BEIJING (Reuters) - Chinese Vice-President Xi Jinping has tiptoed on to the world stage this Olympics, rubbing shoulders with U.S. President George W. Bush and foreign heirs apparent but making sure he doesn’t steal President Hu Jintao’s thunder.
China’s parliament re-elected Hu as president in March and gave next generation leader Xi a five-year mandate as vice-president.
Xi, China’s point man on the Olympics, has kept his head low because nothing is certain in the opaque world of successionist politics in China.
Mao Zedong’s first chosen heir fell from grace and died in prison. The second was killed in a mysterious plane crash. The last was ousted by Deng Xiaoping after only a few years in power.
Of Deng’s three successors, the first was purged, another died after 16 years under house arrest. The last, Jiang Zemin, ruled for 13 years before retiring in 2002 in China’s first smooth generational leadership succession since 1949.
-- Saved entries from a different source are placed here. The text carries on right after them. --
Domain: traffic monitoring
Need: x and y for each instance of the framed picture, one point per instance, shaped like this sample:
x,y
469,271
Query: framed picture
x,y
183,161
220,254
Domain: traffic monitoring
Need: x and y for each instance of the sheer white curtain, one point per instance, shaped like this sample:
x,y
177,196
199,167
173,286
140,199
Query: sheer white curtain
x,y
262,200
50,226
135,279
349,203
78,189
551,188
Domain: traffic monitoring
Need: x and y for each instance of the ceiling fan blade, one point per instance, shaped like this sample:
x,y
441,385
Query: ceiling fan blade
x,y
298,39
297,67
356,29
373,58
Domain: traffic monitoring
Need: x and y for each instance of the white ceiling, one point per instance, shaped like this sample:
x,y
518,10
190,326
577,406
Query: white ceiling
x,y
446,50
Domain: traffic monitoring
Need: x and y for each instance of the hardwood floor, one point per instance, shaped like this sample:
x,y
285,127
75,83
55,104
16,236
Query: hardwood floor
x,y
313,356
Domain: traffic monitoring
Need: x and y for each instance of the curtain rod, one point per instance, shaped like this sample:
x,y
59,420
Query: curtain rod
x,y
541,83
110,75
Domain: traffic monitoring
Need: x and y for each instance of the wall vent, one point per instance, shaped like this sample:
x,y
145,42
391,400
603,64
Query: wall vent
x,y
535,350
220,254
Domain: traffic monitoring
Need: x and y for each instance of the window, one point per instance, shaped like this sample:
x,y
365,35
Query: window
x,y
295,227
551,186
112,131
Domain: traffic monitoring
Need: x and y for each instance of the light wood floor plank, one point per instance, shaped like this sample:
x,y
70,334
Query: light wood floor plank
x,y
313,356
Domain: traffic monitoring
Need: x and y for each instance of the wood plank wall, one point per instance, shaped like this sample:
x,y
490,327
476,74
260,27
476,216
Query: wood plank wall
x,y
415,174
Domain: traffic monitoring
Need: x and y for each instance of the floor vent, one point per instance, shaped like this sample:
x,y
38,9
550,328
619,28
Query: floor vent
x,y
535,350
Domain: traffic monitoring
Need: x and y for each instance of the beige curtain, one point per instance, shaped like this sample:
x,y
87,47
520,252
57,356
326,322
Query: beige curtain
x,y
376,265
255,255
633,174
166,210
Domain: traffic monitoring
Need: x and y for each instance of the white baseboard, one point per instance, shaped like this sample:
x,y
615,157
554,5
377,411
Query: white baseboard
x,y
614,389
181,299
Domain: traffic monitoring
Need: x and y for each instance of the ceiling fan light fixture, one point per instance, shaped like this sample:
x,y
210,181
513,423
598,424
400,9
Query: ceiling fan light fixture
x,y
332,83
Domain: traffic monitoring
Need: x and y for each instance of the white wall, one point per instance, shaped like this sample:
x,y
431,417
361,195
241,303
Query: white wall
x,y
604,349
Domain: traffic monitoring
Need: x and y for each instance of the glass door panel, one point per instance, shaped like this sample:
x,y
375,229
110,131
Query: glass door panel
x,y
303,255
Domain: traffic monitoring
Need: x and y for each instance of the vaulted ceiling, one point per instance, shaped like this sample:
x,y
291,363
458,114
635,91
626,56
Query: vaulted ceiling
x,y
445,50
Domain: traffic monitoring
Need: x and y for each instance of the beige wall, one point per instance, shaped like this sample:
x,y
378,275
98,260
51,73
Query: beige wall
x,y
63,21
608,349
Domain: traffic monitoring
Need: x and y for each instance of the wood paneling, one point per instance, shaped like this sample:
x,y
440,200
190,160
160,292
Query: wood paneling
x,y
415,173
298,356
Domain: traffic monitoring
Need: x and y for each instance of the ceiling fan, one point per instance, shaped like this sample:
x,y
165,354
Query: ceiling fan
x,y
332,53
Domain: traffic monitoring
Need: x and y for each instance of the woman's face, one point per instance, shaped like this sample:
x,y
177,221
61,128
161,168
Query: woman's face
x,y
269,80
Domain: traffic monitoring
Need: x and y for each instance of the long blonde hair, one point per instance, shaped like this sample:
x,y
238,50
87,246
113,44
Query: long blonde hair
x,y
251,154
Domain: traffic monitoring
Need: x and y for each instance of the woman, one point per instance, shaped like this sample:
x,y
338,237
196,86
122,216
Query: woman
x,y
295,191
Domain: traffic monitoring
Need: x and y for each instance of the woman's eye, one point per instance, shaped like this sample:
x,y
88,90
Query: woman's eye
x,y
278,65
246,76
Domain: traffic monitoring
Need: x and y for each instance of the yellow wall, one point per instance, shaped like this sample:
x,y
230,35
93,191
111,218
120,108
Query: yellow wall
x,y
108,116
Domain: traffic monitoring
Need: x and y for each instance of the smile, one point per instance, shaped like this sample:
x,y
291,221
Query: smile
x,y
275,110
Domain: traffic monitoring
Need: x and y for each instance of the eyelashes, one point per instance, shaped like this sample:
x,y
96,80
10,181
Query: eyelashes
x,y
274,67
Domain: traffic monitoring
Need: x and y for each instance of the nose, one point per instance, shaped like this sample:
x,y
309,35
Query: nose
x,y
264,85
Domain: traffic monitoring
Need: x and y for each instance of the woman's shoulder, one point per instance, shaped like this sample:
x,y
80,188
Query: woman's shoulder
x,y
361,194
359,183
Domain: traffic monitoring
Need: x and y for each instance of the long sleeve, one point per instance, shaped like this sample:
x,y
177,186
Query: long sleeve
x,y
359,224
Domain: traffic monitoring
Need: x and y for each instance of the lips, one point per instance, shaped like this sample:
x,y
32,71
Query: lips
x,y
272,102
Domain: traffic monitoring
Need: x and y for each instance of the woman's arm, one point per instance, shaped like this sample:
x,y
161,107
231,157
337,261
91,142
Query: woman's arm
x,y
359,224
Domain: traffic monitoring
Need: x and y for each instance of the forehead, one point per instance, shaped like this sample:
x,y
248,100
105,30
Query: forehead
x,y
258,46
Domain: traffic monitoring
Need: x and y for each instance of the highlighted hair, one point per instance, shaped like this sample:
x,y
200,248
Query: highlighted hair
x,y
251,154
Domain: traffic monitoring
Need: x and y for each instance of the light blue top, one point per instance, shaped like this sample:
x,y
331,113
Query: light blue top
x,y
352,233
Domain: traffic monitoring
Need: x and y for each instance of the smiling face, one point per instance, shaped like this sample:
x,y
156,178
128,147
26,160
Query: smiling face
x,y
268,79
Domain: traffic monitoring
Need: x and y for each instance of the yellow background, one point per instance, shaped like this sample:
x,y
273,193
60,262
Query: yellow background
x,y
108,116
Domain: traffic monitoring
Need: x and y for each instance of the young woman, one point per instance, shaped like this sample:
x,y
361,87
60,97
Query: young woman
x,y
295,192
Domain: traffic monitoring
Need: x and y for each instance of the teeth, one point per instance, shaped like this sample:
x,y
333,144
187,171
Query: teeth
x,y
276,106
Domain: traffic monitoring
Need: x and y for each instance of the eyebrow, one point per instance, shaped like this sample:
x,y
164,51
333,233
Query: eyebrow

Xi made his first overseas trip as vice-president in June, choosing North Korea to hone his Marxist credentials and send a message to the Party that he is a Communist at heart will not dig the Party’s grave by democratising China.
During the Games, Xi met Bush and North Korean parliament chief Kim Yong Nam separately, marking him as heir apparent to Hu, who doubles as Communist Party chief.
But Xi has not been as visible as Hu in the Chinese media.
“Xi Jinping got to where he is because of his relatively low profile,” said Jin Zhong, a veteran China watcher and publisher of Hong Kong’s Open monthly magazine.
News and pictures of Hu’s meetings with Bush, Russian Prime Minister Vladimir Putin and the presidents of Brazil, Laos and Kazakhstan were splashed on the front pages of the People’s Daily, mouthpiece of the Party, and dominated state TV newscasts.
Hu also met French President Nicolas Sarkozy, Australian Prime Minister Kevin Rudd and Japanese Prime Minister Yasuo Fukuda.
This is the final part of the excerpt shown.